La fotografia scattata dagli analisti non lascia spazio a interpretazioni rassicuranti: se Bruxelles dovesse attivare il pacchetto di contro-dazi su un paniere di importazioni statunitensi pari a 93 miliardi di euro (circa un terzo dell'import beni dagli Usa), la reazione a catena dipenderebbe interamente dall'intensità della risposta. Nello scenario "Soft", caratterizzato da un'aliquota media europea del 10%, l'Unione incasserebbe un gettito doganale di circa 8-9 miliardi di euro l'anno a fronte di una riduzione dei volumi importati dagli Usa del 10%, un quadro che per l'Italia si tradurrebbe in costi di approvvigionamento più alti e frizioni sulle filiere, ma con danni diretti tutto sommato gestibili; tuttavia, è lo scenario "Hard" a delineare i contorni di una vera crisi industriale, poiché dazi medi al 25% (con gettito teorico di 17-18 miliardi ma crollo dei volumi importati fino al 30%) scatenerebbero quasi certamente la rappresaglia mirata di Washington sui beni europei, colpendo chirurgicamente i settori simbolo del nostro export come la meccanica strumentale, l’agroalimentare, la moda e i beni di consumo di fascia medio-alta.
In questo contesto, come sottolinea il vicepresidente di Unimpresa Giuseppe Spadafora, "il rischio principale non è solo l’effetto immediato dei dazi, ma la durata dell’incertezza", una variabile tossica che potrebbe spingere le corporation americane a riorganizzare le catene di fornitura escludendo i partner italiani e costringere le nostre aziende a rivedere gli investimenti, cristallizzando una perdita strutturale di quote di mercato che renderebbe vani i benefici di breve periodo di qualsiasi politica muscolare europea. La posta in gioco è la tenuta del biennio 2026-2027: senza un accordo rapido, si prospetta un freno alla crescita dell'industria, mentre una soluzione diplomatica consentirebbe un recupero dei flussi già dal 2027 limitando i danni a una fase transitoria.
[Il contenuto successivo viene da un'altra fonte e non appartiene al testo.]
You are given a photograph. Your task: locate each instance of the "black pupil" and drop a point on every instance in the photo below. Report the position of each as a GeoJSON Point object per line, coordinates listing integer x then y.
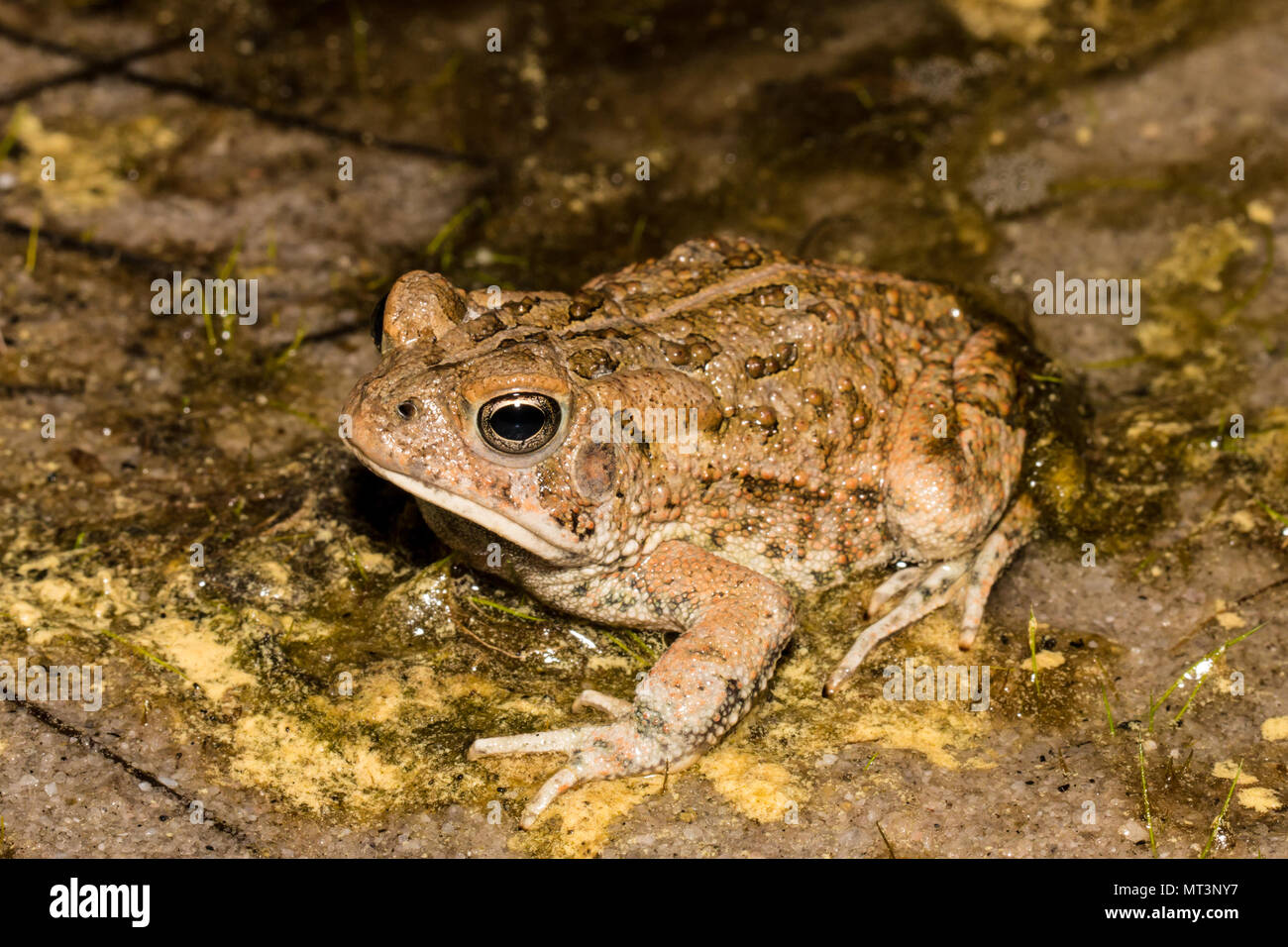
{"type": "Point", "coordinates": [518, 421]}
L'analisi tocca un nervo scoperto della strategia continentale, ovvero l'utilizzo dell'Anti-Coercion Instrument (in vigore dal dicembre 2023) non più solo come leva tariffaria ma come strumento di deterrenza geopolitica in un quadro dove l'Europa vanta un surplus massiccio nei beni (+198,2 miliardi nel 2024) ma soffre una dipendenza critica nei servizi (in particolare digitale e cloud), terreno dove gli Usa potrebbero esercitare una pressione formidabile.
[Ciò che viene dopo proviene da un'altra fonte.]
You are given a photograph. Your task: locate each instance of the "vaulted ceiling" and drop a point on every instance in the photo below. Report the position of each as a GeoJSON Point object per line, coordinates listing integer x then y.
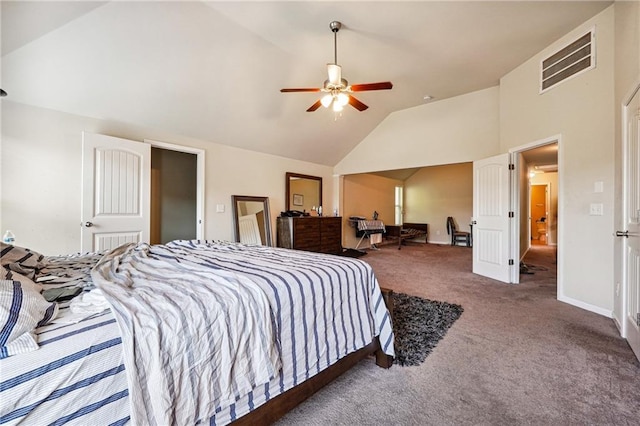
{"type": "Point", "coordinates": [213, 70]}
Il meccanismo di trasmissione dello shock economico descritto da Unimpresa è triplice: prezzi (inflazione settoriale sugli input produttivi), trade diversion (costosa sostituzione dei fornitori Usa) e investimenti (rinvio dei capex per l'incertezza normativa); per l'Italia, dove il mercato americano vale un decimo dell'export totale e assorbe prodotti ad alto valore aggiunto, una guerra commerciale prolungata non eroderebbe solo i margini, ma rischierebbe di spiazzare intere filiere a favore di concorrenti extra-Ue, motivo per cui la raccomandazione agli stakeholder è mantenere fermezza politica ma lavorare per una de-escalation negoziata, poiché quando il contesto esterno si irrigidisce, la politica economica interna deve semplificare, non aggiungere ostacoli, per permettere alle Pmi di assorbire l'urto e salvaguardare la competitività.